In the process I ran into some problems I could only solve partially. I would be really happy if someone could help me out or point me in the right direction.

What I did:

  • installed a linux ubuntu server 24.04.2
  • chose the classic ui
  • followed the "Install Plone with Buildout" instructions

So far everything went well. But after creating a plone site and uploading pdf files their content was not getting indexed for SearchableText.

I found this topic (https://community.plone.org/t/plone-6-installation-does-not-index-pdf-files/17056) where the same problem was described. There was a link to a solution from MRTANGO (Fixing PDF indexing / missing pdf_to_text transform in Plone).
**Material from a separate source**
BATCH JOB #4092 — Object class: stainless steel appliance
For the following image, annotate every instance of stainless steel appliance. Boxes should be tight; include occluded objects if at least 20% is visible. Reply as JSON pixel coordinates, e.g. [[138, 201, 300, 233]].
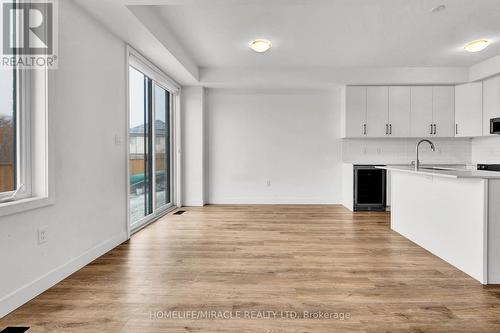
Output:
[[354, 165, 387, 211], [477, 164, 500, 171], [490, 118, 500, 134]]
After installing poppler-utils and running the stated Python commands 'pdf_to_text' showed up. Now the content from uploaded pdf files is searchable.

I would like to achieve the same for Word / docx files. For this I can not find a solution.

Can someone help me out if this can work and how?

If I made a stupid mistake, excuse me please. I only have very basic knowledge regarding this topic.

Markus :slight_smile:

wv must be installed for Office content.

Thanks for the reply. I was searching for "wv" and found this thread: How to install wv to index Word documents?
There it was explained that wv was needed for the older doc file type. docx is xml based and needs Products.OpenXml.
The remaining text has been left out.